The fund bought 4.9 million shares of Valeant Pharmaceuticals Intl Inc (NYSE:VRX) between January and March after not having owned any shares of the $28 billion market cap pharmaceutical company at the beginning of the year. Valeant’s stock price is up over 90% in the last year, and while this has slightly outpaced the business’s growth revenue was up 25% last quarter compared to the first quarter of 2012. Viking Global, managed by fellow Tiger Cub and billionaire Andreas Halvorsen, increased its stake in Valeant by 28% to a total of nearly 5 million shares (see Halvorsen’s stock picks).

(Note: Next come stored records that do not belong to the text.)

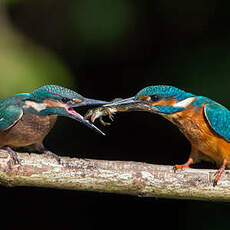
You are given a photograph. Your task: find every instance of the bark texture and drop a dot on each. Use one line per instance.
(123, 177)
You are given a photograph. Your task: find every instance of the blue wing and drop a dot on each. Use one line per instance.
(219, 119)
(9, 115)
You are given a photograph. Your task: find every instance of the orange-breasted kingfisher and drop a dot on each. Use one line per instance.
(204, 122)
(26, 118)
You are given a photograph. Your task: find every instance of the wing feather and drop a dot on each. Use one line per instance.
(219, 119)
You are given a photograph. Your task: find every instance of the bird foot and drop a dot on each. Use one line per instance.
(181, 167)
(219, 172)
(53, 155)
(13, 155)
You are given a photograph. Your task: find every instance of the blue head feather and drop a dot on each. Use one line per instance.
(165, 91)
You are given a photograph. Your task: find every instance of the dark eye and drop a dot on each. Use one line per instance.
(65, 99)
(155, 98)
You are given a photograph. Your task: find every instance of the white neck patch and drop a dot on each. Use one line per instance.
(36, 106)
(186, 102)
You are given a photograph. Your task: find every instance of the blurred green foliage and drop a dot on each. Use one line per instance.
(24, 65)
(102, 21)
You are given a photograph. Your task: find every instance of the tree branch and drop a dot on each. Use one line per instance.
(133, 178)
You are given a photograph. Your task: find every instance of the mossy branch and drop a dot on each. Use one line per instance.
(122, 177)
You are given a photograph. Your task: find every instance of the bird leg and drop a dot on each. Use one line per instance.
(13, 155)
(186, 165)
(220, 172)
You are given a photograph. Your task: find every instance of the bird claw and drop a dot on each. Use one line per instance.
(13, 155)
(53, 155)
(181, 167)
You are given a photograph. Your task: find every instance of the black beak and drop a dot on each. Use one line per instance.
(86, 102)
(127, 101)
(90, 102)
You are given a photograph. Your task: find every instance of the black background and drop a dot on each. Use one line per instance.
(163, 46)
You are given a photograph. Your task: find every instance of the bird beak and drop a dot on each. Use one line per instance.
(127, 101)
(132, 104)
(86, 102)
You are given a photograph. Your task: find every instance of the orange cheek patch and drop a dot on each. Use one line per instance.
(54, 103)
(144, 98)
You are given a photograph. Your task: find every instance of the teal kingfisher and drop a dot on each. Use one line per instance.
(204, 122)
(26, 118)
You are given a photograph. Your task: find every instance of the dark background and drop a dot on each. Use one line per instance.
(105, 49)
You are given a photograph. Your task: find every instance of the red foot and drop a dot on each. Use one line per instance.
(220, 172)
(186, 165)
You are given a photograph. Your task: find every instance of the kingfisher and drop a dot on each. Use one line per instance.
(26, 118)
(204, 122)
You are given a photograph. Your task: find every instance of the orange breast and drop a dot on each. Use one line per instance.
(30, 129)
(193, 124)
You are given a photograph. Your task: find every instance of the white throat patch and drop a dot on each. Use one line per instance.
(186, 102)
(36, 106)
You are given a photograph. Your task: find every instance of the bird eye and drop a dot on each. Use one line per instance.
(65, 99)
(155, 97)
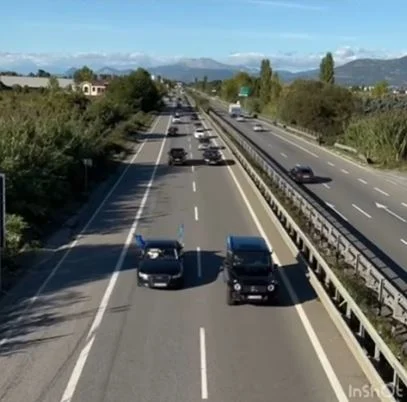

Mandel and his team initiated a position of 5.7 million shares in Virgin Media Inc. (NASDAQ:VMED); the company is currently in the process of being acquired by Liberty Global Inc. (NASDAQ:LBTYA). Merger arbitrage is a common hedge fund strategy, as the returns depend on whether or not the deal closes rather than on market conditions (as such, returns tend to be uncorrelated with market indices). Read more about investing in merger arbitrage plays. Returns on buying acquisition targets do tend to be low in absolute terms, but often look better when annualized and hedge funds can generally use high leverage as well.